Sneak Peek: The Revolutionary Chinese Ink Paintings of Wu Guanzhong

"A Fishing Harbour (III)," 1997, Ink and color on rice paper, H. 55.1 x H. 70.9 in (140 x 180 cm), Shanghai Art Museum

Asia Society Museum's new exhibition, Revolutionary Ink: The Paintings of Wu Guanzhong, which opens tonight in New York City, marks the first posthumous retrospective in the United States of the pioneering Chinese artist who passed away at the age of 90 in 2010. As The Wall Street Journal reports, Wu is well known in China and throughout Asia for "his experimental, sometimes abstract variations on traditional Chinese ink painting." Last year, an oil painting of his from the 1970s fetched more than $23 million at auction in Beijing.

Above, you can view 10 of the 54 ink-on-paper pieces featured in the exhibition. (We strongly encourage you to use the "enlarge" feature — these paintings deserve to be enjoyed as big as possible!)

Wu studied in Paris in the 1940s and the Western-style works he produced in China in the 1950s made him a target during the Cultural Revolution, writes The Wall Street Journal

Wu is said to have destroyed much of his early work as the Red Army approached his home in 1966. They seized his belongings and forbade him to paint or write.
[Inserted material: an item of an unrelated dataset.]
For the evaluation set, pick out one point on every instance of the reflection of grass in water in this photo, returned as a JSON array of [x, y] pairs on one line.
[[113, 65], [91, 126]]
He then spent several years serving hard labor in a rural town. Publicly chided, he was forced to condemn his own work and ideas.

As restraints loosened in the early 1970s, Wu rededicated himself to his work, focusing intently on the ancient Chinese medium of ink.

"It was very much the opposite of what younger artists were doing in the 1970s and '80s," says Asia Society Museum director Melissa Chiu, who curated the exhibition with the Shanghai Art Museum's Lu Huan. "They were very interested in Western art, but he had already done that. So he turned his attention to traditions of the past."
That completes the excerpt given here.